I would rather say that the implementation has a quirk: it treats the names 'x' and 'y' in some cases to refer to u and v. This is a regrettable artifact from early J, required to keep old code working, and not to be relied on in new code.

Henry Rich

On 12/4/2015 7:11 AM, bill lam wrote:
It is more accurate to say u v and x y since x y can be used in as  u v in
the absence of any u v.

of1=: 2 : 'y@[ x y@]'

    + of1 *:
*:@[ + *:@]
On Dec 4, 2015 6:11 PM, "Henry Rich" <[email protected]> wrote:

Kip's version doesn't refer to x or y directly.  This is an important
improvement.  The body of Kip's conjunction is executed BEFORE the x and y
arguments are seen:

    of =: 2 : 'v@[ u v@]'
    + of *:
*:@[ + *:@]

This is not true of the original form:

       fxgfy=: 2 : 0
:
(v x) u v y
)
    + fxgfy *:
+ (2 : (':'; '(v x)u v y')) *:

Henry Rich

On 12/4/2015 1:19 AM, Kip Murray wrote:

And you can use a fork in the definition of a conjunction:

      of =: 2 : 'v@[ u v@]'
      4 + of *: 5
   41

On Thursday, December 3, 2015, Kip Murray <[email protected]> wrote:

A fork is not a conjunction but it shows what you are doing:

      4 (*:@[ + *:@]) 5
   41


On Thursday, December 3, 2015, Lippu Esa <[email protected]
<javascript:_e(%7B%7D,'cvml','[email protected]');>> wrote:

It is 5:17 AM in Finland and I already have two good answers. Thank you
David and Pascal!

It seems that I haven't been using Compose either :) . But at least I
knew that this is the place to be.

Thanks again,

Esa

-----Original Message-----
From: [email protected] [mailto:
[email protected]] On Behalf Of David Lambert
Sent: perjantaina 4. joulukuuta 2015 5.14
To: programming <[email protected]>
Subject: Re: [Jprogramming] My first J conjuction

I expect you'll get many of the same response.  Your conjunction is
fine, however this particular case is so frequent there's a built in
conjunction.  Read "but first",
       x f&g y
or
       x f&:g y
the difference being rank.  Add but first square:

         4 +&: *: 5
41


On 12/03/2015 10:05 PM, [email protected] wrote:

Date: Fri, 4 Dec 2015 03:05:50 +0000
From: Lippu Esa<[email protected]>
To:"[email protected]"  <[email protected]>
Subject: [Jprogramming] My first J conjuction
Message-ID: <4C1D3F3685BCAE4699AA47F9961903BA33126CC3@VDOMES02>
Content-Type: text/plain; charset="us-ascii"

Hello everybody,

I realized with some shame that I haven't written a single J

conjunction - ever. Some adverbs, yes, but they too are newish.

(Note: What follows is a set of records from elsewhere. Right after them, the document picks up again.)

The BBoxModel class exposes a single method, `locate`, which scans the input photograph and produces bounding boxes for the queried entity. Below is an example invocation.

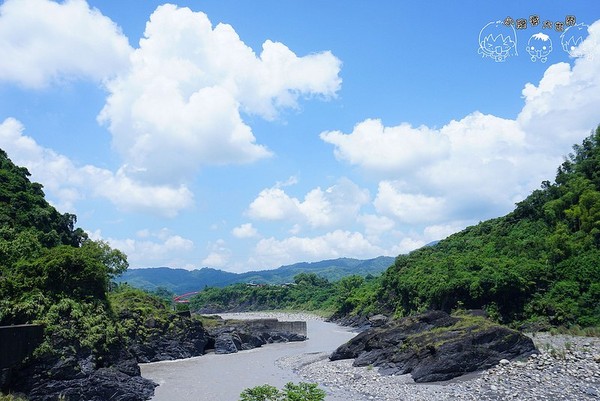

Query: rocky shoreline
[278,333,600,401]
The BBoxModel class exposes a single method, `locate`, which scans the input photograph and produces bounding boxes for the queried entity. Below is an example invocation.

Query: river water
[140,319,356,401]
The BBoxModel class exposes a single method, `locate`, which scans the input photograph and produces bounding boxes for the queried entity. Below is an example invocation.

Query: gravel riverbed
[204,312,600,401]
[277,333,600,401]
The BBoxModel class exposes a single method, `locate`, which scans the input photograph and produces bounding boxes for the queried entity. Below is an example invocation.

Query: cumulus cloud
[357,214,396,243]
[251,230,384,268]
[201,239,231,268]
[231,223,258,238]
[320,21,600,230]
[320,119,449,172]
[0,0,132,88]
[373,181,445,224]
[88,228,194,269]
[99,4,341,182]
[0,118,193,217]
[247,178,370,228]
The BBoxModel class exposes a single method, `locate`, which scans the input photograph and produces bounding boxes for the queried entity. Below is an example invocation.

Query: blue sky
[0,0,600,272]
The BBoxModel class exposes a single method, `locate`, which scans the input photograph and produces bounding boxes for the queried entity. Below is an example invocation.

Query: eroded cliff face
[330,311,537,382]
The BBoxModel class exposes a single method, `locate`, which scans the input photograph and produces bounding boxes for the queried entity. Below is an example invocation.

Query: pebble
[278,333,600,401]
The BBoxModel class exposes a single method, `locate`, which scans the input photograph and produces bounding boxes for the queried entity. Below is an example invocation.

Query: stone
[369,314,388,327]
[215,333,241,354]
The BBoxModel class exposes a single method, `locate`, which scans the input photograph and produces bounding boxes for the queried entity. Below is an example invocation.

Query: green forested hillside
[352,127,600,326]
[0,150,127,353]
[183,127,600,326]
[117,256,394,294]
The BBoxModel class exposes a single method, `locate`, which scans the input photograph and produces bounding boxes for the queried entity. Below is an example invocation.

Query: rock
[369,315,388,327]
[215,333,241,354]
[129,315,209,363]
[330,311,536,382]
[11,347,157,401]
[209,319,306,354]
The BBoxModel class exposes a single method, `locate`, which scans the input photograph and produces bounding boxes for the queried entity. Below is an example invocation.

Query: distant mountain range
[117,256,395,294]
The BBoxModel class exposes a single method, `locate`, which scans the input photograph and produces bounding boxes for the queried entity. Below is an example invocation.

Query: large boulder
[123,315,209,363]
[11,347,157,401]
[330,311,537,382]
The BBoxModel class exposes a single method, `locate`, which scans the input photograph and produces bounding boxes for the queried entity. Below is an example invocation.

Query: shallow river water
[140,319,356,401]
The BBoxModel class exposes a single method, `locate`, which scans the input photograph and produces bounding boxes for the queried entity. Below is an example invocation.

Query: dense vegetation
[191,127,600,327]
[190,273,373,313]
[0,150,132,358]
[240,382,326,401]
[353,127,600,326]
[117,256,394,294]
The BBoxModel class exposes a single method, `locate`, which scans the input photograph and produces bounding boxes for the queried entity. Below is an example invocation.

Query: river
[140,315,356,401]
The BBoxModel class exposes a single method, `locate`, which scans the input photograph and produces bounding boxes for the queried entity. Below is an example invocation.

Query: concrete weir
[247,319,307,337]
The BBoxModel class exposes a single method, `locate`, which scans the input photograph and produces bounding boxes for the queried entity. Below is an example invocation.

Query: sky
[0,0,600,272]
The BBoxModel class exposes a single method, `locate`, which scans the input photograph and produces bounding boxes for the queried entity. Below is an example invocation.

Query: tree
[240,382,326,401]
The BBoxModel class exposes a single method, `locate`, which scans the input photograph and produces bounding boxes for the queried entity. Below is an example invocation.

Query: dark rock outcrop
[209,319,306,354]
[120,311,210,363]
[11,348,156,401]
[330,311,537,382]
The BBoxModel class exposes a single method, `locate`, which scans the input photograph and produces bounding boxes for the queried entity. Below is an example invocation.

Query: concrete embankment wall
[248,319,306,337]
[273,321,306,336]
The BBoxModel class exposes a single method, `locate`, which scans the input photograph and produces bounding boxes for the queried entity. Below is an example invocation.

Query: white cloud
[373,181,445,224]
[250,230,384,268]
[99,4,341,182]
[201,239,231,268]
[0,0,131,88]
[88,229,194,268]
[321,21,600,225]
[231,223,258,238]
[320,119,449,172]
[0,118,193,217]
[247,178,370,228]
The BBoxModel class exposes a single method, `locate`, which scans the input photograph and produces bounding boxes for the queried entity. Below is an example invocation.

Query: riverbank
[277,333,600,401]
[140,312,355,401]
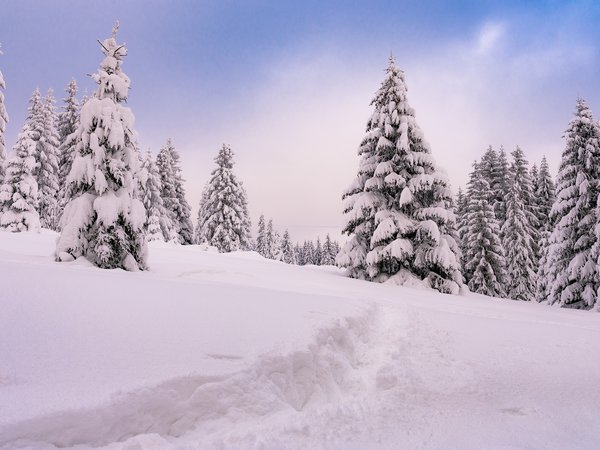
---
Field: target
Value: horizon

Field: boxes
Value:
[0,0,600,242]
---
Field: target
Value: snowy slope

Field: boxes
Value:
[0,232,600,450]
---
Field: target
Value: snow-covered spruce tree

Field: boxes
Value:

I have a recurring need for sentences like (f x) g f y where verb f is

applied to nouns x and y and dyadic verb g is then applied to the two
results.

and was thinking of something like x f c g y with c being a conjuction.

This is what was the result:

fxgfy=: 2 : 0
:
(v x) u v y
)

4 + fxgfy *: 5 NB. very simple example

      4 + fxgfy *: 5
41

Is there a more natural J way to do this? What would be a good name for

this type of conjunction or operation?